The SCC wrote that, because this is a case of retirement residences, which is being marketed to the general public, the average consumer is not expected to be particularly skilled or knowledgeable. Thus, judges should use their own common sense to consider the marks at issue, and exclude influences of their “own idiosyncratic knowledge or temperament” to determine whether the casual consumer would be likely to be confused. Thus, the SCC strongly rejected the evidence that discussed morphology, semantics, rules of grammar, and conventions of expression.

While the Court cautiously recognized that reliable and valid surveys might add some value for confusion analysis, it could still be distracting rather than helpful. Because Masterpiece Inc. did not have a presence in the community, there was no average consumer with “imperfect recollection” of Masterpiece Inc.’s marks to test. Thus, such costly surveys were found to be invalid.

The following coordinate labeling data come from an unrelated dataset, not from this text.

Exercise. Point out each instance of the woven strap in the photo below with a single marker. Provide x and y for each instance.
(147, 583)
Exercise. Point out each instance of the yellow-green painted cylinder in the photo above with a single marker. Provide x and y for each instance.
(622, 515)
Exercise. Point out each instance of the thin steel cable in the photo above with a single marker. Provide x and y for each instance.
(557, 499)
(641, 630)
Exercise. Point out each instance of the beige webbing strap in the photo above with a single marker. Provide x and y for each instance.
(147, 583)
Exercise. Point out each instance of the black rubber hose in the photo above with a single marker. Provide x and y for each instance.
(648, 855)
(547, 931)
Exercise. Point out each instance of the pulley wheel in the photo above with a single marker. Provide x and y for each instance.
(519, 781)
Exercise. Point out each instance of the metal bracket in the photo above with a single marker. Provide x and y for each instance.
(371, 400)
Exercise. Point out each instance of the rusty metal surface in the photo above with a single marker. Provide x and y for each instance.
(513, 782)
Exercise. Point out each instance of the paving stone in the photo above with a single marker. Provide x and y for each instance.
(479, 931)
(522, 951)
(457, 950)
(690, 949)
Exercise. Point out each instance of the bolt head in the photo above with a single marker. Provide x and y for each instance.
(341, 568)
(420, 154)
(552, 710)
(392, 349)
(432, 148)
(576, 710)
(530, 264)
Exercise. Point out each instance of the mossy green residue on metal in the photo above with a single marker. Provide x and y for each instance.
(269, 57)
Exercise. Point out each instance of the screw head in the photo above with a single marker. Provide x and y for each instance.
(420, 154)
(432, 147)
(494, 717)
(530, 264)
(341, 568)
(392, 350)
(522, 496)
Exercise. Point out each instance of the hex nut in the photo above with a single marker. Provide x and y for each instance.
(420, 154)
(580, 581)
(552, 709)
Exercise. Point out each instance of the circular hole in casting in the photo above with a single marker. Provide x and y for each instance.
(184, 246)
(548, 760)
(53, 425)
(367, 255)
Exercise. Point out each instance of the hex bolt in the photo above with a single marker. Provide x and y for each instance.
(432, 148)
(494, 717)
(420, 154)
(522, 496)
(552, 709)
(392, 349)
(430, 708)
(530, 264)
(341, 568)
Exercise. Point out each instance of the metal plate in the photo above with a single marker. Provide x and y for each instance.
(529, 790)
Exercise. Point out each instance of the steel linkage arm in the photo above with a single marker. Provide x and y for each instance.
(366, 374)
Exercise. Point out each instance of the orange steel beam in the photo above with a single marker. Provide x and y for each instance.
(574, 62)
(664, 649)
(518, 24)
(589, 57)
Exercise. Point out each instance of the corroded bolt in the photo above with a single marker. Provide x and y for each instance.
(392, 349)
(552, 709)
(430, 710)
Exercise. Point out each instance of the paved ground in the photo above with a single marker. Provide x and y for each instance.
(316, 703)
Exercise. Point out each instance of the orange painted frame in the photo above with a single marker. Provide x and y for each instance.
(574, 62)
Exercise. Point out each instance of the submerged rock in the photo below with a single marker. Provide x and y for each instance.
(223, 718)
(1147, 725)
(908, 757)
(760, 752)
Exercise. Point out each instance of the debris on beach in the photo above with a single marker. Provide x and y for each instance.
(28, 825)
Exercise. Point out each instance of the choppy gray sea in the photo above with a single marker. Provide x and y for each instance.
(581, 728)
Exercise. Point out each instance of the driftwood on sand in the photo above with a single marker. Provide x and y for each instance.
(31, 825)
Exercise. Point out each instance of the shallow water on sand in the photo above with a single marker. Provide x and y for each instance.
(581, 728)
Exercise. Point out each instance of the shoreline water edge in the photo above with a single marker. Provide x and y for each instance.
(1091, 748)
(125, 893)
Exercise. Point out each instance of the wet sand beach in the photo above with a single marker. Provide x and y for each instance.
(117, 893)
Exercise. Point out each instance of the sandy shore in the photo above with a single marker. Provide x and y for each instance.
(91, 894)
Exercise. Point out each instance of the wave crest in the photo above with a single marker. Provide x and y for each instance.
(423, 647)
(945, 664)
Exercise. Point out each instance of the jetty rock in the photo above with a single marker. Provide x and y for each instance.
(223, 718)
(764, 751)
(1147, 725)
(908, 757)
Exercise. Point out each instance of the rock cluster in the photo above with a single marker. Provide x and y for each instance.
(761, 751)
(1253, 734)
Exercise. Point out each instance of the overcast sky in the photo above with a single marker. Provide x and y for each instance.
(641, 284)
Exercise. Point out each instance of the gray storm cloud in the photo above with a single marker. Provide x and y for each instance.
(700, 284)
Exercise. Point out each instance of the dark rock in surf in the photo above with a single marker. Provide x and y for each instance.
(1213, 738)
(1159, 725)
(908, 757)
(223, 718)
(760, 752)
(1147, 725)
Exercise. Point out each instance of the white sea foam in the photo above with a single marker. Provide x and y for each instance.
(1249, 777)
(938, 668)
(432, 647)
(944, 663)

Lastly, the Court opined that case management judge should assess the admissibility and usefulness of proposed evidence at an early stage and, where appropriate, steer parties away from expending resources on evidence of little utility.


Alavida was not entitled to registration of its trade-mark and its registration was expunged.

How to Avoid Litigation

For many small businesses that do not invest in the resources to apply for trade-mark registration, this case offers them an optimistic solution because unregistered trade-mark could also have enforceable rights across Canada even when the mark is only used locally. However, if Masterpiece had registered its mark in the first place, Alavida would not have been able to obtain trade-mark registration, and the expense and uncertainty of litigation could have been avoided. Litigation could also have been precluded if Alavida had performed its clearance searches properly prior to adopting the mark “Masterpiece Living” for its marketing campaign.

Another important point of this case is related to the admissibility of expert evidence. Recently, the use of expert evidence has proliferated uncontrollably and has become one of the major costs in civil litigation. The SCC is to be commended for suggesting that unnecessary and potentially distracting expert and survey evidence should not be allowed to complicate court proceedings. After all, litigation is costly and courts should fulfill their gatekeeper role to minimize delay and complexity and maximize access to justice for the parties.